On the matter of the improving economy that you’ve been shouting at every available recording device that your tame broadcasters at the BBC can muster, we now learn that, in spite of all the thousands of new jobs that have – according to you – been created, the Treasury is going to fall short of its revenue target, because you’re more concerned with giving your bankster and corporate buddies tax cuts than you are in paying to keep the country afloat.  Nevertheless, the improved economy of which you are so mistakenly proud has now landed that same Treasury with a bill for £1.7bn in extra contributions to our EU partners.  (https://www.telegraph.co.uk/news/worldnews/europe/eu/11184044/EU-makes-Britain-pay-for-recovery.html ; https://uk.news.yahoo.com/eu-seeks-extra-1-7bn-stronger-uk-economy-004823602.html)  Good game…. good game!

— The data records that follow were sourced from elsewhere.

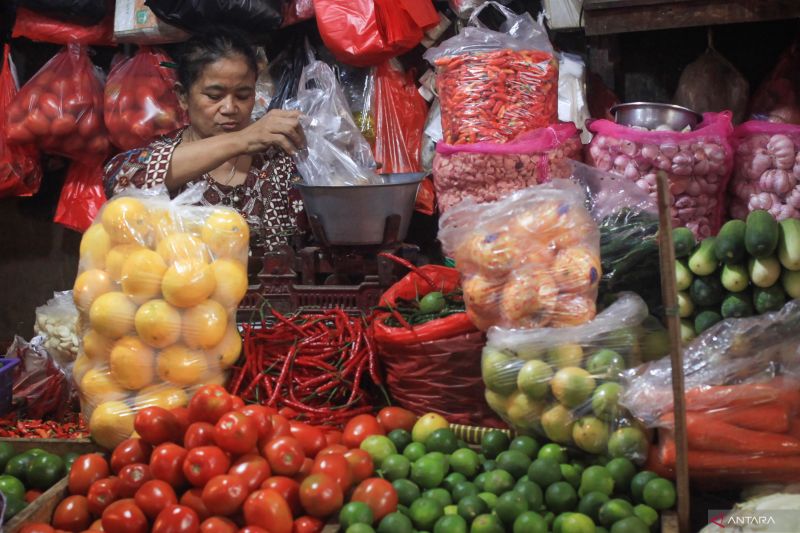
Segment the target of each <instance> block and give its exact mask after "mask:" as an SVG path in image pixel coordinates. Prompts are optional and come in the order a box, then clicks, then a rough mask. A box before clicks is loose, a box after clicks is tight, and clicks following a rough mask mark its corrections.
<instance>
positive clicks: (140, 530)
mask: <svg viewBox="0 0 800 533" xmlns="http://www.w3.org/2000/svg"><path fill="white" fill-rule="evenodd" d="M414 421H415V417H414V416H413V415H412V414H411V413H409V412H408V411H405V410H403V409H399V408H386V409H384V410H383V411H381V413H379V415H378V417H377V418H376V417H374V416H371V415H359V416H357V417H355V418H354V419H352V420H351V421H350V422H348V424H347V425H346V426H345V428H344V432H342V431H338V430H335V429H327V428H319V427H313V426H310V425H307V424H304V423H302V422H298V421H295V420H290V419H287V418H286V417H284V416H282V415H281V414H279V413H278V412H277V411H276V410H275V409H272V408H269V407H264V406H261V405H244V403H243V402H242V400H241V399H240V398H239V397H236V396H232V395H230V394H229V393H228V392H227V391H225V389H224V388H222V387H220V386H217V385H208V386H205V387H202V388H201V389H200V390H199V391H198V392H197V394H196V395H195V396H194V397H193V398H192V400H191V401H190V403H189V405H188V407H180V408H174V409H171V410H167V409H164V408H161V407H148V408H145V409H143V410H142V411H140V412H139V413H138V414H137V415H136V419H135V424H134V425H135V429H136V434H137V435H138V436H137V437H135V438H130V439H127V440H125V441H123V442H122V443H120V444H119V445H118V446H117V447H116V448H115V449H114V451H113V453H112V454H111V456H110V458H109V459H106V458H105V457H104V456H103V455H100V454H87V455H83V456H81V457H79V458H78V459H77V460H76V461H75V463H74V465H73V467H72V468H71V470H70V472H69V492H70V496H68V497H67V498H66V499H64V500H63V501H62V502H60V504H59V505H58V507H57V508H56V510H55V513H54V515H53V519H52V525H47V524H28V525H26V526H25V527H24V528H23V529H22V530H21V531H22V533H53V532H55V531H75V532H81V531H87V532H88V531H94V532H99V531H105V532H114V533H145V532H153V533H198V532H203V533H206V532H208V533H210V532H214V533H229V532H230V533H237V532H239V533H265V532H268V533H317V532H320V531H322V529H323V527H324V525H325V523H326V521H328V520H329V519H330V518H333V517H335V516H336V515H337V514H338V513H339V511H340V509H341V507H342V506H343V505H344V503H345V501H356V502H363V503H365V504H366V505H367V506H368V507H369V508H370V510H371V511H372V513H373V516H374V517H375V519H376V520H379V519H380V518H381V517H383V516H385V515H387V514H389V513H392V512H395V511H396V510H397V505H398V495H397V492H396V491H395V489H394V487H393V486H392V484H391V483H389V482H388V481H386V480H384V479H381V478H378V477H373V476H374V466H373V462H372V458H371V456H370V454H369V453H367V452H366V451H364V450H362V449H359V446H360V444H361V442H362V441H363V440H364V439H365V438H366V437H367V436H369V435H373V434H376V433H381V434H383V433H385V432H389V431H392V430H394V429H410V427H411V425H413V423H414Z"/></svg>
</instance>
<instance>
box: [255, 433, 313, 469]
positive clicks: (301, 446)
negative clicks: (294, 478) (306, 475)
mask: <svg viewBox="0 0 800 533" xmlns="http://www.w3.org/2000/svg"><path fill="white" fill-rule="evenodd" d="M261 455H263V456H265V457H266V458H267V461H269V466H270V468H271V469H272V471H273V472H275V473H276V474H280V475H282V476H293V475H295V474H296V473H298V472H299V471H300V468H301V467H302V466H303V460H304V459H305V458H306V456H305V454H304V453H303V447H302V446H301V445H300V443H299V442H298V441H297V439H295V438H294V437H278V438H277V439H272V440H271V441H269V443H267V445H266V446H265V447H264V450H263V452H262V454H261Z"/></svg>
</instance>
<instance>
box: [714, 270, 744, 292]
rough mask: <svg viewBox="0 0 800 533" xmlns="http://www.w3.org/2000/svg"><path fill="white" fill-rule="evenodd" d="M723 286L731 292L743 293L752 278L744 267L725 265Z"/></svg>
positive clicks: (723, 280)
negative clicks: (740, 292) (743, 290)
mask: <svg viewBox="0 0 800 533" xmlns="http://www.w3.org/2000/svg"><path fill="white" fill-rule="evenodd" d="M721 279H722V286H723V287H725V290H728V291H731V292H741V291H743V290H745V289H746V288H747V286H748V285H750V277H749V276H748V274H747V268H745V266H744V265H725V266H724V267H722V278H721Z"/></svg>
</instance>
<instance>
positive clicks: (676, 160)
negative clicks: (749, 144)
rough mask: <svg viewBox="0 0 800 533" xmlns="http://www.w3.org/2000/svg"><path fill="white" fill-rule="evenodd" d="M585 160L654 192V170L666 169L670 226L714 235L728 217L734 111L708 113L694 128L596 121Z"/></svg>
mask: <svg viewBox="0 0 800 533" xmlns="http://www.w3.org/2000/svg"><path fill="white" fill-rule="evenodd" d="M588 127H589V130H590V131H591V132H592V133H594V134H595V135H594V138H593V139H592V142H591V144H590V145H589V149H588V150H587V163H589V164H590V165H592V166H594V167H597V168H599V169H600V170H605V171H608V172H613V173H615V174H620V175H623V176H625V177H626V178H628V179H630V180H631V181H635V182H636V184H637V185H638V186H639V187H641V188H642V189H644V190H646V191H647V192H648V193H649V194H650V195H651V196H653V197H655V196H656V173H657V172H658V171H659V170H664V171H666V172H667V176H668V178H669V187H670V195H671V201H672V225H673V226H674V227H679V226H680V227H686V228H689V229H690V230H692V232H693V233H694V234H695V236H696V237H698V238H705V237H709V236H711V235H714V234H716V232H717V230H718V229H719V227H720V225H721V224H722V221H723V219H724V216H725V205H724V204H725V190H726V187H727V184H728V181H729V179H730V175H731V170H732V167H733V148H732V147H731V144H730V136H731V133H732V132H733V124H732V122H731V113H730V112H729V111H725V112H723V113H705V114H704V115H703V122H702V123H701V124H699V125H698V126H697V128H695V129H694V130H693V131H688V132H674V131H642V130H639V129H636V128H632V127H628V126H623V125H622V124H616V123H614V122H612V121H610V120H595V121H593V122H591V123H589V125H588Z"/></svg>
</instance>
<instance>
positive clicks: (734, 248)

I bet you wish you’d claimed that food bank assistance from them now, don’t you?  Then Psychosmiffy could have comfortably let Tesco sink into ruin without having to shore them up with slave labour, which would have put a dent in the economic figures, but would – equally – have saved you being harassed by  www-dot-Juncker-Debt-Collection-Agency-dot-EU.

Never mind, you’ll be able to pay the increased contribution out of the revenues that will accrue from the new oil-fields that you conveniently forgot to notify the people of Scotland about (https://www.huffingtonpost.co.uk/2014/10/23/scottish-independence-oil-field_n_6034738.html).  Then your NIMBY colleague, Andrew Tyrie, who just LOVES the idea of fracking (as long as it’s not done on his own doorstep) can cite the new offshore oil discovery as a good reason not to let those filthy frog-leg guzzling socialists from across The Gutter tear up our national parks.  Of course, the fact that you’re planning to sell off such places to private corporations, who will be completely unaccountable to NIMBY Tyrie or anyone else in government once you allow the TTIP to become established here, will render his pathetic objections kind of irrelevant, won’t they?

I have to assume that Celtique Energy will become another corporate monster from overseas that will contribute little or nothing to the Treasury’s dwindling store of pennies, seeing as Atos has already set the precedent for the French, but never mind – when Cretin George applies yet more austerity to the general public more of us can be encouraged to simply steal in order to survive, which will give all those State-sponsored thugs something to do when they’re no longer needed to provide what must be the most expensive case of “grass maintenance” in the entire history of green-keeping.

Some forty thousand innocent British people have died as a direct result of your government’s financial and sociopolitical incompetence, Prime Minister.  Their blood will stain your hands for all eternity.  Don’t forget that in May 2015, because we won’t have forgotten, and we intend to remind people whenever and wherever we see an opportunity to do so, with ruddy great examples of what the State-sponsored thugs have been pleased to label “structures” but which we still prefer to call placards, banners and painted tarpaulins.